Jean Richet
Au début étaient les Grecs, les présocratiques et l'émergence de la rationalité, Platon, héritier de la logique socratique, le philosophe cultivant la recherche de la vérité et de la beauté, la métaphysique, la politique, les disciplines de la pensée et Aristote touchant à tous les champs connus de la connaissance, ceux de l'esprit et de la matière, l'ontologie, la théologie, la logique, l'éthique, les disciplines de la “philosophie de la nature”, les lettres et les arts.
Ce monde se perpétua bon gré, mal gré sous diverses formes durant une vingtaine de siècles, jusqu'au décrochement culturel de la Renaissance occidentale et du monde moderne, un changement essentiel, la naissance d'une ère nouvelle rompant avec le savoir et la connaissance traditionnels, changement dont les initiateurs s'appelaient Galilée et Newton. La découverte du monde physique se fit désormais à l'aide d'instruments nouveaux, l'expérience, test direct de la matière et de son comportement, les mathématiques, langage efficace et prégnant permettant de traduire, comprendre et maîtriser dans un langage synthétique l'essence de la matière et les phénomènes physiques observés. Ce fut le début d'une ère nouvelle, deux mondes se séparèrent, celui des sciences de la nature et celui des autres domaines du savoir , de la connaissance et de l'expression artistique.
Depuis lors la recherche scientifique procède pour la plupart des cas suivant une démarche inductive, elle cherche à tirer de faits et d'un savoir préalables issus de l'observation une extension des connaissances déjà acquises. Comme dans les autres domaines de la connaissance et de l'art c'est “l'étincelle” générée par une idée intuitive plus ou moins précise et l'imagination de l'individu, l'échange avec les collègues qui déclenche la mise en route du processus mental menant à l'explication cherchée.
A partir de là, la méthodologie est fort différente de celle rencontrée dans les sciences humaines. Elle présente deux volets qui s'enrichissent l'un l'autre.
La démarche expérimentale mène à la création d'un objet nouveau ou met en évidence un processus physique particulier non observé jusque là, confirme ou infirme une théorie existante.
La démarche théorique se nourrit de l'observation expérimentale ou demande l'expérience pour confirmer la validité de la solution qu'elle propose pour expliquer un phénomène observé. Pour cela elle cherche à établir une relation entre les objets et les concepts qui définissent le contexte physique, relation qui se traduit par une formulation mathématique permettant de mettre en évidence l'accord entre le phénomène et son explication.

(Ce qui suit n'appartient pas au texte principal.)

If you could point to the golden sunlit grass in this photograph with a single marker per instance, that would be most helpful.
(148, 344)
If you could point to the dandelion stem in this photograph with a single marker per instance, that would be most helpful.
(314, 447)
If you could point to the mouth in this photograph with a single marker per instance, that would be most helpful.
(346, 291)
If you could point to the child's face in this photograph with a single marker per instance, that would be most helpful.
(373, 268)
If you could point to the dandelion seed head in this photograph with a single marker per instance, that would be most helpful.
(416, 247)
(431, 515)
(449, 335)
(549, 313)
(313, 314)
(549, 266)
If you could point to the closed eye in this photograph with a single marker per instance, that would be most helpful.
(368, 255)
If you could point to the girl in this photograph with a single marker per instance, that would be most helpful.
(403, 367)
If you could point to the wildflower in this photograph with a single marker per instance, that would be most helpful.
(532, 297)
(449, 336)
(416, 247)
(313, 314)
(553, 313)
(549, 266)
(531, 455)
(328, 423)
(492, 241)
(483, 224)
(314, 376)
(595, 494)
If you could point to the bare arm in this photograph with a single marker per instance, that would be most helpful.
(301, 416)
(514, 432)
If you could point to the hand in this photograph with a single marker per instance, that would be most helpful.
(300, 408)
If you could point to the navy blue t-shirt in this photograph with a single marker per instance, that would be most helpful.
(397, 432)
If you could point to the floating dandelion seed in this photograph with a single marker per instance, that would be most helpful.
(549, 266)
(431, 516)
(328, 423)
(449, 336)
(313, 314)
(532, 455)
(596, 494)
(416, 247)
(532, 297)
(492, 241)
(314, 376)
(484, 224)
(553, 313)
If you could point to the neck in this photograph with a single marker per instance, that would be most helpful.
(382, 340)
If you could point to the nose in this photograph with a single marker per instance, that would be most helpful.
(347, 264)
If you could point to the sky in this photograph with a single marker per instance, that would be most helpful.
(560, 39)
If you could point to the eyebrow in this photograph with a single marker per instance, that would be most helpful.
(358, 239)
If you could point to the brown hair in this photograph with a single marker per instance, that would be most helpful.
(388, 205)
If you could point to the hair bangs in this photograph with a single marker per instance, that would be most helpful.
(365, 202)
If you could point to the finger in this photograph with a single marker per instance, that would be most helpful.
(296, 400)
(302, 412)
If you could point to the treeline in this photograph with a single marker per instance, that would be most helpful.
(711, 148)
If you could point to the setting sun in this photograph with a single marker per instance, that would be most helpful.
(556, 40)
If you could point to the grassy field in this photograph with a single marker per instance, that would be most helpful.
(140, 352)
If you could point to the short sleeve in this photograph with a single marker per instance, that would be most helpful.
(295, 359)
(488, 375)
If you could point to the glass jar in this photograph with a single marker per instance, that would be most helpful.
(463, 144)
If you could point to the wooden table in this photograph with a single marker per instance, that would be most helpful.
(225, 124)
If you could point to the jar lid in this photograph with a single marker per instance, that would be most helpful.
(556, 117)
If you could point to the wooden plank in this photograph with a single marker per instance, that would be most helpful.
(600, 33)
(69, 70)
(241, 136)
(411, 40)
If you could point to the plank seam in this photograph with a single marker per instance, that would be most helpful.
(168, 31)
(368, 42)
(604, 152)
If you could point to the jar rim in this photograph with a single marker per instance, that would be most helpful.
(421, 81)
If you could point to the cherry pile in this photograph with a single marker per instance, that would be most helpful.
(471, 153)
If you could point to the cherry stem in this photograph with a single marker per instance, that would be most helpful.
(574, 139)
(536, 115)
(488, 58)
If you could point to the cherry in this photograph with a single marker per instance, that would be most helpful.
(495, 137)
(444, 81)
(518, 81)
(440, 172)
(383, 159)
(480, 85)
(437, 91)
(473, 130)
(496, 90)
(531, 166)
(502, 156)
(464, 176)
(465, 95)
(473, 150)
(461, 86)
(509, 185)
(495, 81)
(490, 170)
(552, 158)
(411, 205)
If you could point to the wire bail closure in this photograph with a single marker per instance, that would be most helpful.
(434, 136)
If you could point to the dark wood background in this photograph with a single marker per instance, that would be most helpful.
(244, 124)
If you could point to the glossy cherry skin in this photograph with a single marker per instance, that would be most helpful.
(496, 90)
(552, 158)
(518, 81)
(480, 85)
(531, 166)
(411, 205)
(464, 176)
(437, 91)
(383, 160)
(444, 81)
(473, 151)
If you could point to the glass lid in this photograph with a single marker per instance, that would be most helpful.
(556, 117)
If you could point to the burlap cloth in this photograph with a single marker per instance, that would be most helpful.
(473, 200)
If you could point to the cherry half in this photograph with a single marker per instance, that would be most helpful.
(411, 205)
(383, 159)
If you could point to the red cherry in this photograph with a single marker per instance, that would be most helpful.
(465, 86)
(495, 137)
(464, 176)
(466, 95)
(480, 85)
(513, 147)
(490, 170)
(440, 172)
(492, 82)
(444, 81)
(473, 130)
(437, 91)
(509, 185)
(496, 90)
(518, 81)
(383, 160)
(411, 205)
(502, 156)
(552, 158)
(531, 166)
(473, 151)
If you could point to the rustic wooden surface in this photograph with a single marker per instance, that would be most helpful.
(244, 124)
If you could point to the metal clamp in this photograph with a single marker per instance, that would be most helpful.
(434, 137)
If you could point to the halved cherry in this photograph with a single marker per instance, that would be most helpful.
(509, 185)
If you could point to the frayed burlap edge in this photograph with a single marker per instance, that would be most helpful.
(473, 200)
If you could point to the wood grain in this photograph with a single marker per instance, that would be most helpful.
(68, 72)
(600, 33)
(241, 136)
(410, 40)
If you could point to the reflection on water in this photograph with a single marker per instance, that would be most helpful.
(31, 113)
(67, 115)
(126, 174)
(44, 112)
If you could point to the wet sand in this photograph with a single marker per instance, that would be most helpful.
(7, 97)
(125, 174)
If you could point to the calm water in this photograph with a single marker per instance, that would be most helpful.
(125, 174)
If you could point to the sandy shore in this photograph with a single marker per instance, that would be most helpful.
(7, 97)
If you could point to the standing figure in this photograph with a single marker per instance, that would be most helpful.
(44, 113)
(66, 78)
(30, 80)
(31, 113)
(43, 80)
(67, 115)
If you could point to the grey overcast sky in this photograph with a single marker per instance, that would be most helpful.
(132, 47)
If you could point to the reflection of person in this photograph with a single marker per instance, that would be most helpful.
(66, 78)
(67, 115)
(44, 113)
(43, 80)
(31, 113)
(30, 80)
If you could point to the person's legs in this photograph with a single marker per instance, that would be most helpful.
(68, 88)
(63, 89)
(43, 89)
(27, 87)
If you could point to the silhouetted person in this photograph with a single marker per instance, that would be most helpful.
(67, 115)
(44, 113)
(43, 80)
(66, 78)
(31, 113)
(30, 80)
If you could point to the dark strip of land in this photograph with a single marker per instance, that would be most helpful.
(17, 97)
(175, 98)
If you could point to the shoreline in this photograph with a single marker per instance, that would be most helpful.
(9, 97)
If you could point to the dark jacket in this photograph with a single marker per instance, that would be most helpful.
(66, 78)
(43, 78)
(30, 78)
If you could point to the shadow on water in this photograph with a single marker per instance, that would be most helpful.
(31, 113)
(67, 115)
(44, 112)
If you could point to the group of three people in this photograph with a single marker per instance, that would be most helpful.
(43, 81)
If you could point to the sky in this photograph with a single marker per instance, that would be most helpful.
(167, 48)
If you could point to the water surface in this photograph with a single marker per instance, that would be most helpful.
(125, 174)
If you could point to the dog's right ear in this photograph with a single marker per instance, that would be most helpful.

Pour conjurer l'allusion faussement négative du titre, demeure la question essentielle posée aux humanistes, littéraires, artistes et scientifiques: sommes-nous assez curieux et capables d'échanger sur
un sujet scientifique à l'exemple des échanges entre la création littéraire et artistique?
L'évolution actuelle des sciences de la nature et des techniques est vertigineuse, elle nous interpelle tant sur le plan de la science pure que de ses applications et de ses conséquences dans la vie quotidienne. La démarche scientifique, dans ses aspects formels, peut décourager. Il appartient à l'intervenant d'éveiller l'intérêt et la compréhension de son auditoire par un langage de circonstance. Souhaitons ensemble que
nous ayons la volonté et le courage d'entamer, au sein de l'Académie, des rencontres sur des sujets scientifiques.